The three following controversies mostly concerned the eastern branch of the church. Apollinaris, the bishop of Laodicea, was a defender of the Nicene formula of Christianity. In his eagerness to defend Jesus' divinity and to explain how He, though a man, could also be coeternal and co-divine with the Father, he began teaching that Jesus' human mind was replaced by the divine Logos. This was one form of monophysitism, the belief that Jesus only had one nature (even if He also had a physical body). Unfortunately for him, his views were judged to be heretical by several local synods before the Council of Constantinople condemned him as a heretic in 381. The council also re-asserted its condemnation of Arianism (which was still a threat to orthodox Christianity) and augmented the Nicene Creed with a description of the divinity of the Holy Spirit.

Nestorianism

The next controversy concerned Nestorius, then the patriarch of Constantinople. In his understanding of Christ's dual nature, he was concerned that Jesus' divinity not override His humanity in any way, so that He could no longer identify meaningfully with us as human. So he drew a sharp distinction between them, saying that Christ had "two natures and two persons" and that Mary should not be called theotokos ("bearer of God") but Christotokos ("bearer of Christ"). He and John of Antioch held this view and were opposed by Cyril of Alexandria. In the ensuing Council of Ephesus, Nestorius was declared a heretic and the title of Mary as theotokos was affirmed in no uncertain terms. This council contributed to the growing acrimony between the Antiochene school of theology, which like Nestorius sought to preserve Jesus' human nature distinctly, and the Alexandrian school, which emphasized His divinity even at the neglect of His humanity.

Eutychianism

Then the pendulum swung back the other way when Eutyches, a monk in Constantinople, began teaching that Christ's two natures were united into one new nature, which was "of one substance" (homoousios) with the Father but no longer with us. This amounted to saying that Jesus had only a divine nature and was no longer truly human. Though Patriarch Dioscorus of Alexandria supported him, Patriarch Flavian of Constantinople saw this teaching as close to docetism. The resulting Council of Ephesus in 449 was subject to political manipulation by Dioscorus, who ensured that it would rule in his favor, and which handled Flavian so roughly that he later died. Dioscorus also disallowed a letter from Pope Leo, which expressed a position of compromise largely from Tertullian's views, from being read. This council increased the tension between the rival schools of theology even further.
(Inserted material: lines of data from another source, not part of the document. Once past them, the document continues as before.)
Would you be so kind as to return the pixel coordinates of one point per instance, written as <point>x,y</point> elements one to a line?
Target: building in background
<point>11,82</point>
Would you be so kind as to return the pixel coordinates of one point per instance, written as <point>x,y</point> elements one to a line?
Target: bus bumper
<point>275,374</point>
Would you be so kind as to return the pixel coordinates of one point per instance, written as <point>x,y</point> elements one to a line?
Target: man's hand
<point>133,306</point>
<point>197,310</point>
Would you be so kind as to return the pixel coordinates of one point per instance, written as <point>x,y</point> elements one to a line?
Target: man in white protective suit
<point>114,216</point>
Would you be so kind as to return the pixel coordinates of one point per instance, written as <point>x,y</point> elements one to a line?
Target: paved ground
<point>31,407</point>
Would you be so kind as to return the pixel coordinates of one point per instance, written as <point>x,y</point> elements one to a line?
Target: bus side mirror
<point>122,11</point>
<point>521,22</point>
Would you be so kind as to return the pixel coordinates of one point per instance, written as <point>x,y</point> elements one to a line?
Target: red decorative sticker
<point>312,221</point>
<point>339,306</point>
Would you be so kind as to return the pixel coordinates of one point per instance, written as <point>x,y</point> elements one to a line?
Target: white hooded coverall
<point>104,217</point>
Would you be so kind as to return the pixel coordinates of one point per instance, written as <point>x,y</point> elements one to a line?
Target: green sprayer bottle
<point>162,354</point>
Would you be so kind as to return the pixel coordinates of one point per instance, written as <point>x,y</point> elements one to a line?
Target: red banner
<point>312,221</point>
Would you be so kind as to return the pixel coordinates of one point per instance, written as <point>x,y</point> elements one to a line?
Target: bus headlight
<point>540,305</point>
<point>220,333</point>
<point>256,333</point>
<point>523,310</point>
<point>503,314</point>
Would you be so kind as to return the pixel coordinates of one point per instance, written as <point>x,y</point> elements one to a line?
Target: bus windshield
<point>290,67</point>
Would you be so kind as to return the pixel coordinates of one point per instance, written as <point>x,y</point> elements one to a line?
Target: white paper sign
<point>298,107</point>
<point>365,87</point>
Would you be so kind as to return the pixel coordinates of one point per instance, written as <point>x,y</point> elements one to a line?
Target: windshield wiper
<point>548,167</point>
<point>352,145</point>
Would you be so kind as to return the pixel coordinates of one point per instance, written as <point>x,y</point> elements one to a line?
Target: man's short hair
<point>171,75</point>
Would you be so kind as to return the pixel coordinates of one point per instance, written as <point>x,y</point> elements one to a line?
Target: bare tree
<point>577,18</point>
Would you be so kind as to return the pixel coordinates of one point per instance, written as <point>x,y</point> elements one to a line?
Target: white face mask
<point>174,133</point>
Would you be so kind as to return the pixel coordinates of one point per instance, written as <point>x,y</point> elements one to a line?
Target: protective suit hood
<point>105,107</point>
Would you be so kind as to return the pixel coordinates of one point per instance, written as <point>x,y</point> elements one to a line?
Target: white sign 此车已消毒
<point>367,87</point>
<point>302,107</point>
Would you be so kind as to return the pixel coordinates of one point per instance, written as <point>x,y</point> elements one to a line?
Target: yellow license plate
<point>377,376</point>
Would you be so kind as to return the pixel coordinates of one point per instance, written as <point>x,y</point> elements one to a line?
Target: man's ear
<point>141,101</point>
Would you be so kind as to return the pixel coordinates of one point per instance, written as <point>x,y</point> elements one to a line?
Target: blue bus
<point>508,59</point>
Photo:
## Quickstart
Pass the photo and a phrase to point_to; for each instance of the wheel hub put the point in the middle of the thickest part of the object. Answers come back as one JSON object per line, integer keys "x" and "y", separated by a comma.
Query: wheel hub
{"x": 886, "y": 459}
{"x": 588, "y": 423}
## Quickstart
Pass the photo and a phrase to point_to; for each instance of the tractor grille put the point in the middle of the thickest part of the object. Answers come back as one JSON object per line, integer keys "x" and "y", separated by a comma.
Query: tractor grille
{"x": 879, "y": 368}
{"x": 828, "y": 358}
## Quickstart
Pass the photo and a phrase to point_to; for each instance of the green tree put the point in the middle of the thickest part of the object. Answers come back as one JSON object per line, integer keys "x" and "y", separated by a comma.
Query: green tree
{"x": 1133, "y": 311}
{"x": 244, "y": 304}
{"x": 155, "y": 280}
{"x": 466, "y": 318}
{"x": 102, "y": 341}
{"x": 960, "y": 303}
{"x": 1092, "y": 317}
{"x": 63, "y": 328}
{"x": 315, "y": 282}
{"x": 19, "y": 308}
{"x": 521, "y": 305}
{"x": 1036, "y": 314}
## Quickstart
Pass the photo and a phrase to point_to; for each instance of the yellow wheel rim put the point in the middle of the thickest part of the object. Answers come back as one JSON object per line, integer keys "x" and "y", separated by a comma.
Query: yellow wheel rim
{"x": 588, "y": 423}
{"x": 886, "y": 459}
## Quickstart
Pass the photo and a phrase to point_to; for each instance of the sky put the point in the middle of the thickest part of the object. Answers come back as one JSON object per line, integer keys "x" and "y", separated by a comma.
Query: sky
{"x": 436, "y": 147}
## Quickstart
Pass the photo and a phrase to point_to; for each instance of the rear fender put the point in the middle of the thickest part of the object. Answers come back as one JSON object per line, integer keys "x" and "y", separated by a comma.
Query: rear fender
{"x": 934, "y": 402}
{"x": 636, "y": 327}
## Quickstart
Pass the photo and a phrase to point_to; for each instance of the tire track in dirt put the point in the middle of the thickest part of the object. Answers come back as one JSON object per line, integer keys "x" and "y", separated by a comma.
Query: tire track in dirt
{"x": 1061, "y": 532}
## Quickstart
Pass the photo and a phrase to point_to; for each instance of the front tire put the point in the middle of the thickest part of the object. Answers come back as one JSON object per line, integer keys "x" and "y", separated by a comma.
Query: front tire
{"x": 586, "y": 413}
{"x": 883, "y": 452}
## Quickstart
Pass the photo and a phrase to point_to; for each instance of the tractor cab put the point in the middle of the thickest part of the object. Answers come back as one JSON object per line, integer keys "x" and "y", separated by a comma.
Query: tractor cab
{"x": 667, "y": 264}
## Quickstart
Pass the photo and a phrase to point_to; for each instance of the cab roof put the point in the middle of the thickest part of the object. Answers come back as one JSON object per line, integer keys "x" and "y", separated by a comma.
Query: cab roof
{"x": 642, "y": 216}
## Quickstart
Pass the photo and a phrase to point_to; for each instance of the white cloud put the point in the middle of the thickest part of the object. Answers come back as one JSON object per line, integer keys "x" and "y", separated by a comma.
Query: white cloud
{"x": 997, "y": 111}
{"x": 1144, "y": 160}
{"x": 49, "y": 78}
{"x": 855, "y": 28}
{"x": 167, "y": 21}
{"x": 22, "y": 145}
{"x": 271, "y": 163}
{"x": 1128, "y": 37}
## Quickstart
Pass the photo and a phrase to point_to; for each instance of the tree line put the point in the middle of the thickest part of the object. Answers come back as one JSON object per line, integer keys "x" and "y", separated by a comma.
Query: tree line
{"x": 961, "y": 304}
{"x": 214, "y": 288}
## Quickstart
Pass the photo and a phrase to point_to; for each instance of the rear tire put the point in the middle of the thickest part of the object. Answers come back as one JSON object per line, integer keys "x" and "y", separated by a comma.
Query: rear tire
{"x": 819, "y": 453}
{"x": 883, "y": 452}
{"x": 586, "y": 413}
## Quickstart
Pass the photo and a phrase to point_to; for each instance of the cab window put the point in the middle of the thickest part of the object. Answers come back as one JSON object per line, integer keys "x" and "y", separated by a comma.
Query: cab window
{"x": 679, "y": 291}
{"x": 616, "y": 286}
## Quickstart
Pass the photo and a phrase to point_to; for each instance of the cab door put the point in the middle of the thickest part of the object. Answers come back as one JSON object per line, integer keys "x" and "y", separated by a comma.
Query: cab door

Once Marcian became emperor, he called for a new council, to be held in Chalcedon in 451. This council condemned the "Robber Synod" of 449 and finally read Leo's letter, with which most of the bishops in attendance agreed, saying it described their beliefs. Based on this, the council wrote a definition (not a creed) that would set the standard limits for Christology for the future. Eutyches and Dioscorus were condemned, but some heretical factions still clinging to Nestorianism or monophysitism broke off in the east.

Reflections

As I studied these controversies in their historical context, not just as abstract contentions over the finer points of Christology, one thing that stood out to me was how none of these "false teachers" seemed like they were "wolves among sheep" intentionally trying to lead people away from orthodox Christianity, as we usually think of them. The Donatists were expressing legitimate concerns about the direction the church was taking; Arius was looking for dialogue between Christianity and classical philosophy. Nestorius was concerned about Jesus' humanity and divinity being blurred together; the monophysite churches were contrastingly concerned about them being so separated as to render the Incarnation meaningless. Apollinaris and Eutyches seem to have arrived at their views in response to earlier heresy, in a desire to refute it. The controversies of the 4th and 5th centuries were like a pendulum swinging farther and farther away from equilibrium.
What I take from this, at least, is the danger of what I will define as "negative theology": that is, "doing theology" not in order to seek what is true, but to refute or exclude what you know cannot be true. So instead of being drawn towards something (hopefully God), you are repulsed away from something else. As I think the above examples show, when this is the case you are likely to proceed straight into an opposite extreme that is at least as bad, and make some enemies in the process. Also notice how much more precise and philosophical the Chalcedonian definition is than anything in the Bible, even John or Romans, due to the necessity of navigating safely between the Alexandrian and Antiochene schools of thought. Of course I agree with it, but if you make it your new starting point for Christology, you are likely to go about the task with quite a different focus than someone who has only the "mere Incarnation". What is important is recognizing not what the definition is against (Arianism, Apollinarianism, Nestorianism, Eutychianism...) but what it is for—the simultaneous affirmation of Christ's total divinity and humanity, in light of repeated challenges to one or the other—and to continue affirming those same things.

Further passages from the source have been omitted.